Mitch turned his head, his gaze moving between his side mirror and the road. He swallowed hard, cursing Dawn for not being there when their little girl needed her. Cursing Ten Keller for making Kaylie revisit this part of her life. Cursing himself for listening to Luna. He should’ve stayed away from Hope Springs, let Kaylie find him.

The miles clicked by and the silence deepened and time continued to run out. He felt their lost years like a bottomless moat between them, too wide to cross safely, to deep to survive.

“Anyhow, one day I was standing in front of the pantry, my daughter in my arms, looking for something to feed her for lunch, and there was literally nothing but a can of Crisco in the house. It was the wake-up call I’d been needing. I had to find some way to provide for my family. So I enlisted. I was twenty-three. And I believed all the recruiter’s promises. Four years and an education on Uncle Sam’s dime.”

Again, she took her time digesting his words before asking, “But it didn’t work out?”

“I didn’t mind the service. I met Harry Meadows in boot camp, and we shipped out together, were given most of the same assignments. But, yeah, it was tough being away
from my kid. I called home, though it was rare if anyone answered. And I wrote letters, but no one wrote back. I figured I’d been dumped, and it wasn’t the worst thing in the world. I’d already planned to file for custody of my girl, even though my odds weren’t good.”

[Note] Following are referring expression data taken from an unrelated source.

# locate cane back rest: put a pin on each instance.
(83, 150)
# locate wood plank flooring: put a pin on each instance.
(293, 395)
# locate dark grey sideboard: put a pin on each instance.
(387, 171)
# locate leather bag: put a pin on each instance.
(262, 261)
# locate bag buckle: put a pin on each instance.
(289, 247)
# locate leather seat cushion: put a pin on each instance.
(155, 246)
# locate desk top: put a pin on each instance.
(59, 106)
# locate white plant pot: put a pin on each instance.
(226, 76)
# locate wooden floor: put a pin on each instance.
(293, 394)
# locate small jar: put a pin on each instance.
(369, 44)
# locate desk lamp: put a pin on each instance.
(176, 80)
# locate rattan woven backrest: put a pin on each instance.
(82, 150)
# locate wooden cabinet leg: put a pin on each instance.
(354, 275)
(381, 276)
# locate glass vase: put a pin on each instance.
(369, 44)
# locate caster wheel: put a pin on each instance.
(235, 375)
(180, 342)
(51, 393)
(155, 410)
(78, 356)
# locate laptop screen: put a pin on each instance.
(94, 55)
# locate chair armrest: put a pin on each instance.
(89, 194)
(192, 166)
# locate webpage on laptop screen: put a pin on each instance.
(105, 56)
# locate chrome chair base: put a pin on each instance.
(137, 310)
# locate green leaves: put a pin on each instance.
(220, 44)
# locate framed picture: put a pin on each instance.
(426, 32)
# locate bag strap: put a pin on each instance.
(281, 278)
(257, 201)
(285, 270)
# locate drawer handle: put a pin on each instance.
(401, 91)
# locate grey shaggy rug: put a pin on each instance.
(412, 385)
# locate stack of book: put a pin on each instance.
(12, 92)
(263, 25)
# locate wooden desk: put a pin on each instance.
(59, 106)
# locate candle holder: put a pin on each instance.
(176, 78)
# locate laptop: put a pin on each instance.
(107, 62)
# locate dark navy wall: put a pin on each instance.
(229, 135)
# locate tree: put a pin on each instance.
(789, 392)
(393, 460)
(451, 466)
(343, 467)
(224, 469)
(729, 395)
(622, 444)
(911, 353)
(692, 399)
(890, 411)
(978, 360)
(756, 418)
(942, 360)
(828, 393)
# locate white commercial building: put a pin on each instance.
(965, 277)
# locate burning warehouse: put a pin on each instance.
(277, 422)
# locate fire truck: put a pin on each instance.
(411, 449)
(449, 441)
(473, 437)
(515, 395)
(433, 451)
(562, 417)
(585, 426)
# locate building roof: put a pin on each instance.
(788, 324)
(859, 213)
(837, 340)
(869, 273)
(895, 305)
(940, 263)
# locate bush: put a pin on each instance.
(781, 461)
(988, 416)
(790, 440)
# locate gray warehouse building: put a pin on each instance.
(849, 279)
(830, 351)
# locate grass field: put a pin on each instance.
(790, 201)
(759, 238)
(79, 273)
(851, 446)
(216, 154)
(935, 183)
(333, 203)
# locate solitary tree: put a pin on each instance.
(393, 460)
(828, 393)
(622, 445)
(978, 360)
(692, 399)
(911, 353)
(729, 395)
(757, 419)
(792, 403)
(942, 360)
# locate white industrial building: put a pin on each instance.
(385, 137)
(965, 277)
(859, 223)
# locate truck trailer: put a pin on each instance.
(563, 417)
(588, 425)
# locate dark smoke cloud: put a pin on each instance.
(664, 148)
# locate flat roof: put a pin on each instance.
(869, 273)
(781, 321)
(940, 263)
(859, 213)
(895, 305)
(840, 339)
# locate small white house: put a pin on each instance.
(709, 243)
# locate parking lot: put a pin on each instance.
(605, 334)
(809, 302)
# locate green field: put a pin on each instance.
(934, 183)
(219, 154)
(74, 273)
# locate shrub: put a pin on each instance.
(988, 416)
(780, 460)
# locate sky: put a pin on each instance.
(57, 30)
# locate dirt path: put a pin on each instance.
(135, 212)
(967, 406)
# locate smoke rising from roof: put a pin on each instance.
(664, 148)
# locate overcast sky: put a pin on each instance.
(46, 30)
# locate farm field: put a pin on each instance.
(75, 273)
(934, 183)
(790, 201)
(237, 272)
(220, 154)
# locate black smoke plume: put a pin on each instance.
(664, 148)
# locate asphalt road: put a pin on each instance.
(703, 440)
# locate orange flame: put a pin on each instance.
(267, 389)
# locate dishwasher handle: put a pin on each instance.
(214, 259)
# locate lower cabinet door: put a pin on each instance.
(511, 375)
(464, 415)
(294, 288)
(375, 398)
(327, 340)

Kaylie gave a sharp, knowing snort. “I’ve heard courts like mothers.”

He nodded, wondering if she’d started putting two and two together, wondering if he could finish before she got to the bottom line. “Problem was, my girl’s mother and I weren’t married. And I wasn’t listed on the birth certificate as the father. It hadn’t seemed like a big deal at the time. We were together, and I knew what my responsibilities were. It’s just when I got my discharge and came home, I didn’t have any grounds to claim her from the state.”

“From the state?” she asked after at least a mile had passed, her tone level but the words shaking their way out of her mouth.

He pressed on, his hands shaking, too, his whole body stiff with dread. She had to be close to figuring it out, and he wanted to be facing her. He needed her to see his sorrow and his sincerity because he didn’t think any of it was coming out with his words. “After finding someone I didn’t know living in what I thought was my apartment, I learned from the manager some of what had happened. Then I went to the cops for the rest.”

“The cops?” she asked, half shriek, half whimper.

He nodded again, glanced in his rearview mirror, slowed to let an approaching car more easily pass. “My ex had tried to kill herself. No doubt she was wasted, or crashing after a really bad high. A neighbor heard my daughter crying. He
came in and got her out of there and called the cops. They took my ex to the hospital. She ended up in prison. And my daughter went into the system. I never saw her again. I had no rights, according to the state, so I hired a PI. But no dice.”

“Why are you telling me this?” she asked, her voice tiny like a little girl’s, hollow and frightened and so afraid she’d done wrong.